Dar espaço para a autonomia → Pequenos gestos diários, como deixar a criança escolher entre duas roupas ou tentar calçar os sapatos sozinha, criam um sentido de valor próprio e mostram-lhe que confiamos nela.
Relembrar que a infância não é um ensaio para a vida – é a própria vida → Em vez de nos preocuparmos se a criança será bem-sucedida um dia, podemos perguntar: "Ela sente-se segura agora? Conectada? Amada?"

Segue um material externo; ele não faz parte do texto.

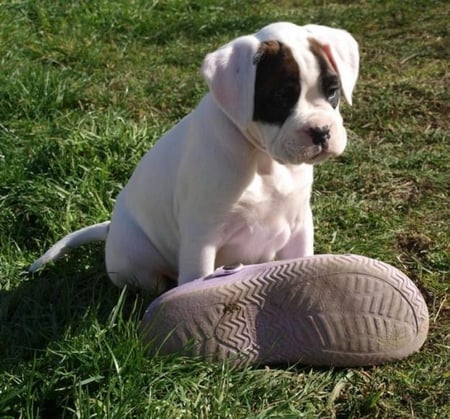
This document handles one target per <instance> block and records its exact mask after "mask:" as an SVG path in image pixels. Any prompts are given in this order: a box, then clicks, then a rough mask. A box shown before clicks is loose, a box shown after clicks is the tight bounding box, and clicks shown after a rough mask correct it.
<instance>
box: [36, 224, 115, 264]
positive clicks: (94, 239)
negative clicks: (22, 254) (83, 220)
mask: <svg viewBox="0 0 450 419" xmlns="http://www.w3.org/2000/svg"><path fill="white" fill-rule="evenodd" d="M110 223H111V222H110V221H105V222H103V223H98V224H94V225H91V226H88V227H84V228H81V229H80V230H77V231H74V232H73V233H70V234H68V235H67V236H65V237H63V238H62V239H61V240H59V241H58V242H56V243H55V244H54V245H53V246H52V247H51V248H50V249H48V250H47V251H46V252H45V253H44V254H43V255H42V256H41V257H40V258H39V259H37V260H36V261H34V262H33V263H32V264H31V265H30V267H29V268H28V272H30V273H32V272H36V271H37V270H38V269H40V268H41V267H42V266H43V265H45V264H46V263H48V262H51V261H52V260H55V259H58V258H60V257H61V256H63V255H64V254H66V253H67V252H68V251H69V250H70V249H74V248H75V247H78V246H81V245H83V244H86V243H90V242H92V241H105V240H106V236H107V235H108V231H109V224H110Z"/></svg>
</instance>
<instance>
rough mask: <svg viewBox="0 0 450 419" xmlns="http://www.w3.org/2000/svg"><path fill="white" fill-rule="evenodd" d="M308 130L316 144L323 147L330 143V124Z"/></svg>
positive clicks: (315, 143)
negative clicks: (328, 143) (328, 142)
mask: <svg viewBox="0 0 450 419" xmlns="http://www.w3.org/2000/svg"><path fill="white" fill-rule="evenodd" d="M308 131H309V134H310V135H311V137H312V140H313V143H314V144H315V145H321V146H322V147H326V146H327V145H328V140H329V139H330V127H329V126H328V125H324V126H323V127H311V128H309V130H308Z"/></svg>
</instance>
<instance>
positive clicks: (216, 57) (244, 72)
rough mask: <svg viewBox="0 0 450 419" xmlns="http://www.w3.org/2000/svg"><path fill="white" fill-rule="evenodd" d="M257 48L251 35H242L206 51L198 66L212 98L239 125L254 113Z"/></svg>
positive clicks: (256, 42) (247, 120) (256, 39)
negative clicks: (223, 43)
mask: <svg viewBox="0 0 450 419" xmlns="http://www.w3.org/2000/svg"><path fill="white" fill-rule="evenodd" d="M258 47H259V41H258V40H257V39H256V38H255V37H254V36H242V37H240V38H237V39H235V40H234V41H232V42H230V43H228V44H226V45H224V46H223V47H221V48H219V49H218V50H216V51H214V52H212V53H210V54H208V55H207V56H206V58H205V59H204V61H203V65H202V68H201V73H202V75H203V77H204V79H205V81H206V83H207V84H208V87H209V90H210V92H211V94H212V95H213V96H214V99H215V100H216V102H217V103H218V105H219V106H220V107H221V108H222V110H223V111H224V112H225V113H226V114H227V115H228V117H229V118H230V119H231V120H233V121H234V122H235V123H236V124H237V125H238V126H239V127H240V128H246V126H247V124H248V123H249V122H250V121H251V119H252V116H253V95H254V90H255V74H256V64H255V63H254V56H255V54H256V52H257V50H258Z"/></svg>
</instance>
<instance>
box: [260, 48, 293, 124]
mask: <svg viewBox="0 0 450 419" xmlns="http://www.w3.org/2000/svg"><path fill="white" fill-rule="evenodd" d="M254 61H255V64H256V65H257V68H256V80H255V95H254V111H253V120H254V121H261V122H268V123H272V124H277V125H282V124H283V123H284V121H286V119H287V118H288V117H289V115H290V113H291V112H292V109H293V107H294V106H295V104H296V103H297V101H298V99H299V97H300V69H299V66H298V64H297V61H295V59H294V56H293V54H292V51H291V49H290V48H289V47H288V46H286V45H284V44H283V43H281V42H278V41H265V42H261V46H260V47H259V49H258V52H257V53H256V55H255V59H254Z"/></svg>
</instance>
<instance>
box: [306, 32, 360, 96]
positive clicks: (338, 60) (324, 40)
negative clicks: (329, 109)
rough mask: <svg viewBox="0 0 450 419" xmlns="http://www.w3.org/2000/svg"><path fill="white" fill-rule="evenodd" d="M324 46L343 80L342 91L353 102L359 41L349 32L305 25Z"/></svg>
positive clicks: (357, 68)
mask: <svg viewBox="0 0 450 419" xmlns="http://www.w3.org/2000/svg"><path fill="white" fill-rule="evenodd" d="M304 28H305V29H306V31H307V32H309V33H311V36H312V37H313V38H314V39H316V40H317V41H318V42H319V43H320V44H321V45H322V48H323V51H324V53H325V55H326V56H327V57H328V59H329V60H330V62H331V65H332V66H333V67H334V69H335V70H336V72H337V73H338V75H339V79H340V81H341V86H342V92H343V94H344V97H345V100H346V101H347V103H348V104H350V105H351V104H352V93H353V89H354V87H355V84H356V80H357V79H358V72H359V51H358V43H357V42H356V40H355V39H354V38H353V36H352V35H350V34H349V33H348V32H346V31H344V30H342V29H334V28H330V27H328V26H321V25H306V26H305V27H304Z"/></svg>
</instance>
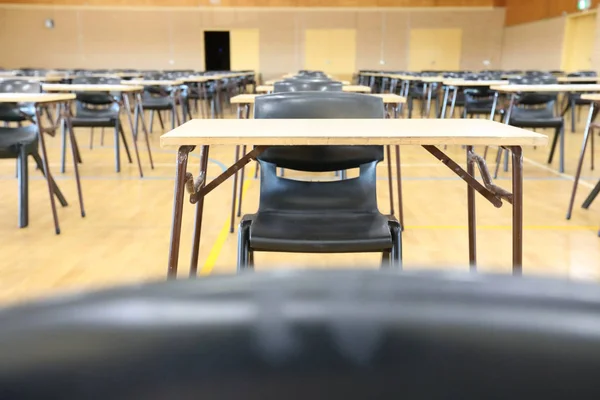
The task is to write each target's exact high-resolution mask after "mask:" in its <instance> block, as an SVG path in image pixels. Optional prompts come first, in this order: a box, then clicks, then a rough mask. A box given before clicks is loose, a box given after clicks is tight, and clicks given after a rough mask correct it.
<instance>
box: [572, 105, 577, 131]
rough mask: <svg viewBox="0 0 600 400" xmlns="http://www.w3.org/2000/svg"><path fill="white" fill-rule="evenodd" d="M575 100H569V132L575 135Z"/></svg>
mask: <svg viewBox="0 0 600 400" xmlns="http://www.w3.org/2000/svg"><path fill="white" fill-rule="evenodd" d="M575 107H576V106H575V100H571V132H572V133H575V122H576V120H575Z"/></svg>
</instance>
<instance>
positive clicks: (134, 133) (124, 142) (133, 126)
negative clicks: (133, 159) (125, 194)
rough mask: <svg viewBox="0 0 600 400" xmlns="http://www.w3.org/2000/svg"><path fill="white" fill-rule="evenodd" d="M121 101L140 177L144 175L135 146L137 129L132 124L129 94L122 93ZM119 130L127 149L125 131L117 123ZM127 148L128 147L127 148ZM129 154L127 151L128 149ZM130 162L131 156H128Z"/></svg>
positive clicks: (143, 172) (120, 125) (121, 127)
mask: <svg viewBox="0 0 600 400" xmlns="http://www.w3.org/2000/svg"><path fill="white" fill-rule="evenodd" d="M123 103H124V105H125V107H124V108H125V114H126V115H127V120H128V121H129V129H131V136H132V137H133V150H134V151H135V158H136V160H137V163H138V169H139V171H140V178H143V177H144V172H143V171H142V162H141V161H140V152H139V150H138V147H137V131H136V130H135V127H134V126H133V117H132V116H131V103H130V102H129V95H128V94H127V93H123ZM119 128H120V130H121V135H122V136H123V144H124V145H125V149H127V141H126V140H125V132H123V128H122V126H121V125H119ZM127 150H128V149H127ZM128 154H129V151H128ZM129 158H130V162H131V156H129Z"/></svg>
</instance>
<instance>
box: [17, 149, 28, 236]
mask: <svg viewBox="0 0 600 400" xmlns="http://www.w3.org/2000/svg"><path fill="white" fill-rule="evenodd" d="M17 174H18V176H19V228H25V227H26V226H27V225H29V169H28V166H27V150H26V148H25V146H20V148H19V156H18V158H17Z"/></svg>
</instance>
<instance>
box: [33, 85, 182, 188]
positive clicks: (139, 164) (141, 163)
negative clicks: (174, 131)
mask: <svg viewBox="0 0 600 400" xmlns="http://www.w3.org/2000/svg"><path fill="white" fill-rule="evenodd" d="M42 89H43V90H44V91H46V92H69V93H74V92H88V93H92V92H109V93H111V92H117V93H119V96H118V97H117V100H115V101H116V102H117V103H118V104H119V112H120V111H121V110H125V115H127V119H128V121H129V127H130V128H131V133H132V136H133V148H134V150H135V156H136V158H137V164H138V169H139V171H140V178H143V177H144V172H143V170H142V163H141V160H140V154H139V150H138V145H137V137H138V127H139V123H140V121H141V125H142V130H143V131H144V136H145V139H146V148H147V150H148V157H149V159H150V167H151V169H154V161H153V160H152V150H151V149H150V139H149V137H148V129H147V128H146V122H145V121H144V108H143V105H142V95H141V93H142V91H143V90H144V87H143V86H139V85H129V84H127V85H95V84H42ZM130 93H132V94H133V95H134V107H133V111H134V115H132V114H131V102H130V100H129V94H130ZM176 115H177V113H176ZM134 120H135V124H134ZM123 140H125V137H124V136H123ZM64 164H65V163H64V153H63V161H62V165H63V169H62V172H64ZM116 168H117V172H119V171H120V161H119V157H118V156H117V167H116Z"/></svg>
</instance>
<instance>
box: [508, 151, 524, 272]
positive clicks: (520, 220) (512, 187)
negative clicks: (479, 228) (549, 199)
mask: <svg viewBox="0 0 600 400" xmlns="http://www.w3.org/2000/svg"><path fill="white" fill-rule="evenodd" d="M510 151H511V153H512V186H513V187H512V194H513V210H512V211H513V221H512V222H513V224H512V225H513V226H512V229H513V275H521V274H522V273H523V150H522V149H521V147H520V146H512V147H511V148H510Z"/></svg>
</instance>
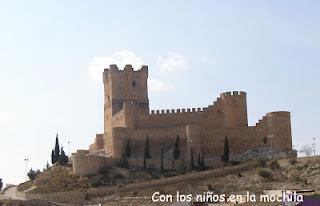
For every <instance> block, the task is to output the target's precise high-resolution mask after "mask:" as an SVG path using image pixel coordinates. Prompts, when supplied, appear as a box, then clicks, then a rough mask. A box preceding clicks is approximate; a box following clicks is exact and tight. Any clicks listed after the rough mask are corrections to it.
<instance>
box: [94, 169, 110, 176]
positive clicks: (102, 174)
mask: <svg viewBox="0 0 320 206" xmlns="http://www.w3.org/2000/svg"><path fill="white" fill-rule="evenodd" d="M108 172H109V171H108V168H107V167H102V168H100V169H98V171H97V173H98V174H99V175H107V174H108Z"/></svg>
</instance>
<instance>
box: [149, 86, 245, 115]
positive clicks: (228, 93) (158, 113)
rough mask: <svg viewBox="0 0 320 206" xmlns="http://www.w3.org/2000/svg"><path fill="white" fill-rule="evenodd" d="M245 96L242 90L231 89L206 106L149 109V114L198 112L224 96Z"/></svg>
mask: <svg viewBox="0 0 320 206" xmlns="http://www.w3.org/2000/svg"><path fill="white" fill-rule="evenodd" d="M236 96H239V97H245V96H246V93H245V92H243V91H233V92H224V93H221V94H220V97H218V98H217V99H216V100H215V101H214V102H213V104H211V105H208V106H207V107H198V108H183V109H159V110H151V111H150V113H149V114H150V115H164V114H186V113H200V112H205V111H209V110H212V109H213V108H215V107H217V106H218V105H220V104H221V103H222V99H225V98H226V97H236Z"/></svg>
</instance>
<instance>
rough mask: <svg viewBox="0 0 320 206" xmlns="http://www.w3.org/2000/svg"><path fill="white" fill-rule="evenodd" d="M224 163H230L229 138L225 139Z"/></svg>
mask: <svg viewBox="0 0 320 206" xmlns="http://www.w3.org/2000/svg"><path fill="white" fill-rule="evenodd" d="M223 161H224V162H228V161H229V142H228V137H227V136H226V137H225V139H224V150H223Z"/></svg>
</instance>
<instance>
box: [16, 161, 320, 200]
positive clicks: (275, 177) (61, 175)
mask: <svg viewBox="0 0 320 206" xmlns="http://www.w3.org/2000/svg"><path fill="white" fill-rule="evenodd" d="M246 164H247V165H252V167H249V168H247V167H246V168H247V169H243V168H244V167H242V165H246ZM237 168H242V169H237ZM228 170H230V173H229V172H227V171H228ZM215 171H216V170H207V171H200V172H195V171H194V172H191V173H187V174H185V175H184V174H182V175H178V174H173V173H171V174H170V173H167V174H166V176H174V175H177V176H174V177H170V178H167V177H164V176H163V175H161V173H159V172H157V171H152V170H143V169H133V168H131V169H125V168H117V167H115V168H109V169H104V170H101V171H99V173H98V174H92V175H89V176H84V177H79V176H77V175H74V174H73V173H72V170H71V168H70V167H62V166H53V167H51V168H49V169H48V170H45V171H44V172H43V173H41V174H40V175H39V176H38V177H37V178H36V179H35V180H34V181H28V182H25V183H23V184H21V185H19V186H18V189H19V190H20V191H26V192H29V193H51V192H62V191H64V192H65V191H72V190H73V191H84V192H86V191H89V190H90V189H92V188H98V189H101V190H104V188H105V190H106V191H107V190H108V188H109V190H108V191H109V192H108V195H107V196H105V197H104V198H102V197H103V196H100V197H99V195H98V196H95V195H92V194H90V195H88V196H86V198H87V200H86V202H90V201H94V202H95V201H101V202H105V203H108V204H107V205H114V204H118V203H119V204H120V205H136V204H139V205H142V204H143V203H145V204H147V205H152V204H153V203H152V202H151V201H150V197H151V195H152V194H153V193H154V191H161V193H164V194H175V193H176V191H177V190H179V191H181V193H190V192H191V193H194V194H201V193H203V192H206V191H208V190H210V191H213V192H214V193H215V194H222V193H224V194H230V193H238V194H243V193H245V192H246V191H251V192H253V193H261V192H262V191H263V190H282V189H286V190H290V189H292V190H303V189H314V190H315V191H316V192H317V191H320V158H319V157H310V158H293V159H281V160H277V161H271V160H269V161H267V160H264V159H260V160H255V161H250V162H245V163H241V164H239V165H236V166H225V167H224V171H226V175H223V176H221V175H220V173H217V172H216V173H217V174H219V175H211V176H210V174H216V173H215ZM155 182H167V183H168V184H165V185H163V184H162V185H159V184H158V185H157V184H155ZM132 183H143V184H145V185H148V183H150V185H149V186H148V187H140V188H138V187H131V188H132V189H130V187H129V186H130V185H132ZM173 183H174V184H173ZM126 185H128V188H129V189H126ZM119 187H120V188H123V190H122V191H120V192H119V191H118V192H116V190H115V188H119ZM112 191H113V193H114V194H115V195H116V196H120V199H118V200H117V203H116V202H115V201H114V200H113V199H114V198H115V196H113V198H110V197H111V196H112ZM116 193H117V194H116ZM100 195H101V194H100ZM104 195H106V193H105V194H104ZM110 195H111V196H110ZM146 196H147V197H149V198H147V199H146V198H145V197H146ZM107 197H108V198H107ZM128 198H129V199H128ZM163 205H166V204H163Z"/></svg>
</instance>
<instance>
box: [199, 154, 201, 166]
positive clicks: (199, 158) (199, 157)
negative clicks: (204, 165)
mask: <svg viewBox="0 0 320 206" xmlns="http://www.w3.org/2000/svg"><path fill="white" fill-rule="evenodd" d="M198 168H199V169H201V156H200V153H198Z"/></svg>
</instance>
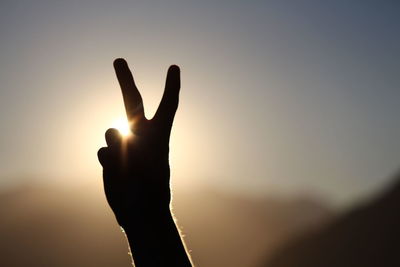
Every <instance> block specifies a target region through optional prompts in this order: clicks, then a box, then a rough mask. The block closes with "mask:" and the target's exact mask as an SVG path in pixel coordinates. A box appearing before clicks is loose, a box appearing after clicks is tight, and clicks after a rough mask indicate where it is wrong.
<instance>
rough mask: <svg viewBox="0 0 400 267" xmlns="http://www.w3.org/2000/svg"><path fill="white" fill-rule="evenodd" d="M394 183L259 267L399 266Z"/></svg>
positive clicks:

Pequenos momentos, grandes mudanças
Quando uma criança sofre pela perda de um brinquedo, não é o objeto em si que tem valor absoluto, mas o que ele representa para ela naquele momento. Desde cedo, associamos coisas externas ao nosso sentido de identidade – e não somos apenas nós, adultos, que sentimos essa ligação profunda com aquilo que chamamos de “nosso”.
Se, no próximo momento de frustração infantil, conseguirmos pausar por um instante e ver a criança como um ser humano inteiro, que sente e processa o mundo com a intensidade de um primeiro encontro, talvez consigamos fazer diferente.
Talvez possamos, juntos, construir uma infância mais livre, mais respeitosa, mais humana.
E se tudo começasse com um simples mudar de olhar?
Educar não é moldar. É regar, nutrir e confiar. Porque as crianças não precisam de se tornar alguém. Elas já são.